The “help” you can receive does not understand this. And they talk about adjusting expectations, and stopping wanting the things you wanted. They ask you to not be you, so that they can pretend that this new version of something resembling a person like you is well and can at least be in the world, even though you are not well, you are irreparably stolen from and damaged. And they let you go, like that, because, their parameters are not set such to rescue YOU, but simply to prevent you hurting anyone. Physically, that INcludes you, psychologically, no one but you knows or cares.
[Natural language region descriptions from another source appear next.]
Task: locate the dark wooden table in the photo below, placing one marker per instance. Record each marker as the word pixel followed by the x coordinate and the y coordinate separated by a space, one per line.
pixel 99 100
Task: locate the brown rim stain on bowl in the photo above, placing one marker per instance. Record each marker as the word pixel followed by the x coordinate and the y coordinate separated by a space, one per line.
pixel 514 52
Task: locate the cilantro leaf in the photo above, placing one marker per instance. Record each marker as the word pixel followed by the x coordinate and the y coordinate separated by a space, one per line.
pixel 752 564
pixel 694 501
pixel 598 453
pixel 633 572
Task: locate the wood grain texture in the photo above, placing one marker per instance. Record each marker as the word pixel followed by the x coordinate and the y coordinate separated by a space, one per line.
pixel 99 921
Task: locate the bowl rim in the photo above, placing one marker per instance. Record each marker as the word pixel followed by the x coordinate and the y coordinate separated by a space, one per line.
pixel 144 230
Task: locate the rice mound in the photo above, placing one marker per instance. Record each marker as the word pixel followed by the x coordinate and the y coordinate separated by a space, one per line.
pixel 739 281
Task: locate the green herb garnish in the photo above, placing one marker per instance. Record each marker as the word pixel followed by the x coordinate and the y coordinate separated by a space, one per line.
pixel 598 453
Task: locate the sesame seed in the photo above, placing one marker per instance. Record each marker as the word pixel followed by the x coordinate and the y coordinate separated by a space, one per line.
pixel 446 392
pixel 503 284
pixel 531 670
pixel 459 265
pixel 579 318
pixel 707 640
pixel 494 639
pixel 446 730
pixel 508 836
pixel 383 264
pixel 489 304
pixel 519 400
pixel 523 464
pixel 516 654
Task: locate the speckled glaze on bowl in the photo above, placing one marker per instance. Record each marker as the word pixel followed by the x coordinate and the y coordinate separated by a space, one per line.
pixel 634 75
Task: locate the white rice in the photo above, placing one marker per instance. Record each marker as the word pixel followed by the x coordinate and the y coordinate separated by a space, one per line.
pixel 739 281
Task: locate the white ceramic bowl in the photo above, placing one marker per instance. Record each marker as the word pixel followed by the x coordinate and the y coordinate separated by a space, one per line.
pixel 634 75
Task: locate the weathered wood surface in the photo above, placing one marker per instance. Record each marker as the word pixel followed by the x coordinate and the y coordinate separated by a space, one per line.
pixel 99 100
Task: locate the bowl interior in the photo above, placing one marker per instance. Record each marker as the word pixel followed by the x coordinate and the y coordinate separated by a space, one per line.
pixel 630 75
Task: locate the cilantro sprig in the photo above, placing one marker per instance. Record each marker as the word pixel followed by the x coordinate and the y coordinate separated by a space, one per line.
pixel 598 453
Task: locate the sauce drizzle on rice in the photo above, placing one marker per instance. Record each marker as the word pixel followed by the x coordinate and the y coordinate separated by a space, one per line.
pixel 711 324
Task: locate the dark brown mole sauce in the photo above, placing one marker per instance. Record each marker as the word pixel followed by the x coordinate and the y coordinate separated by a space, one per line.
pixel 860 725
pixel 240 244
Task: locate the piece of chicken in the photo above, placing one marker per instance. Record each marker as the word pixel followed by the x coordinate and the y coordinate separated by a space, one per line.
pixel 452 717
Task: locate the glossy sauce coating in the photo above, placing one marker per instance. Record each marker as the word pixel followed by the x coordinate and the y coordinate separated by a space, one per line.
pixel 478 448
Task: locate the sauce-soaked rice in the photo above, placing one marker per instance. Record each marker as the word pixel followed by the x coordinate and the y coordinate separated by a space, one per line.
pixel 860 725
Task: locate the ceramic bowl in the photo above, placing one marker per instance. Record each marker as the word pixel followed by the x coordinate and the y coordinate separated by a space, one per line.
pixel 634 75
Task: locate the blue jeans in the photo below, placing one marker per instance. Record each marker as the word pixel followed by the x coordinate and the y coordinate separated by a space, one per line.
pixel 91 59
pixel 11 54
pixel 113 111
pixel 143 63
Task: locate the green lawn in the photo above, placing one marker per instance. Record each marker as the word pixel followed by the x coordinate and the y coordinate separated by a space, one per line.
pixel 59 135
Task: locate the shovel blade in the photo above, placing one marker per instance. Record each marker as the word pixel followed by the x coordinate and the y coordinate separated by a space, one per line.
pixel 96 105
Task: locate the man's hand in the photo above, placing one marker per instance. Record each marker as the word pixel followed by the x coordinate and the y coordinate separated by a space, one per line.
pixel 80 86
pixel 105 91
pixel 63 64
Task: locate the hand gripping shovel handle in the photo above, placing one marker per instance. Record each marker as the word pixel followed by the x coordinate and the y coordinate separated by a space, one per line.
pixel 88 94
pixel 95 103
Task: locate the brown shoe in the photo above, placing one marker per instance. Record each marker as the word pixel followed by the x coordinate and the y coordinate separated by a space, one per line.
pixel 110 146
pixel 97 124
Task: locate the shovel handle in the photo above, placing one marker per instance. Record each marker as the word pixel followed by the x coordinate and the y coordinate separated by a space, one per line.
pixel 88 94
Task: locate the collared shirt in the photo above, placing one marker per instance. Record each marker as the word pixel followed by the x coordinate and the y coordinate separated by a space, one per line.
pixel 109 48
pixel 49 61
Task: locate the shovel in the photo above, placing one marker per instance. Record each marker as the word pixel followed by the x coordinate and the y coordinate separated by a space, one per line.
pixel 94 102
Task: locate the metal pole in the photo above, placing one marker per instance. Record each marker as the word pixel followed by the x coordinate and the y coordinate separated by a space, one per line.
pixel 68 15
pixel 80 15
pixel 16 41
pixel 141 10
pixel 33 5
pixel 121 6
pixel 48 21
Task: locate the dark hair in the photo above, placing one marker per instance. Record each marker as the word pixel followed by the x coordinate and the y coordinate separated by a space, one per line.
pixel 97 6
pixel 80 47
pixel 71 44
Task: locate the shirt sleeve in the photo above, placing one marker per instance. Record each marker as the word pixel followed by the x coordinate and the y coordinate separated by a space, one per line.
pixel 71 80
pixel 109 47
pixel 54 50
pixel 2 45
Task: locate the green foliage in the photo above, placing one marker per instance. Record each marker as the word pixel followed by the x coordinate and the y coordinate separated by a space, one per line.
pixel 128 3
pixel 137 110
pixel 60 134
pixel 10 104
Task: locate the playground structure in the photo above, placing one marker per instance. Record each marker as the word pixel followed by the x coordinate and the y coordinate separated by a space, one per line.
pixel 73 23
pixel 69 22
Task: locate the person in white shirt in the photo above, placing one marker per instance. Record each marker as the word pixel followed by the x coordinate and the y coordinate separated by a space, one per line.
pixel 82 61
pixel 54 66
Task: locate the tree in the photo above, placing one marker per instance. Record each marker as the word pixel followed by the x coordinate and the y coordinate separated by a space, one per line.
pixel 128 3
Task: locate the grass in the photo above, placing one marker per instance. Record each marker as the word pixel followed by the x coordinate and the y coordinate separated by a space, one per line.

They want to make sure you are not hurting your body. Even if you hurt your body to remind yourself that you ARE actually a person, who is capable of hurting – because the system expects you not to be, to not care the things you have given up. They expect you to NOT be a teenager, to suddenly NOT need family, or friends or fun or ambitions, and just to sink to a level where being alive is enough. If you can’t believe that, then you are failing, and they won’t help because, that is all they can offer.

It is war. To come out of the other side is HARD. To find a person who can see this, and who can hold on and see you through this and see that you have value and CAN do at least SOME of the things that drove you initially, those dreams that are part of you. You need someone to tell you you are allowed MOST of those, and someone to help you rebuild those you can’t have.

To come so far out the other side to have built a career and a family is wondrous, but, every step is precarious. To place your trust in that relationship you have CHOSEN, than family you have built, is to risk someone ridiculing that, and making that even less possible.

To those people, those teenagers who have fought and fought and succeeded against the professionals, and the medications, and the stigma, and prejudice and are now successful adults, this is to be a war hero. TO have made it through, and achieved and not to have been wasted by the mental health machine, either the monster of the illness, or the insidious cruelty of the system and society.

Those in the midst of such a journey. It CAN be won. it IS possible. Do NOT give up.

You cannot know whether you will be the one to succeed. So you have to fight as if you will be.

And you have to celebrate every step. And know that no matter what anyone else thinks, it is hard won, and worth celebrating.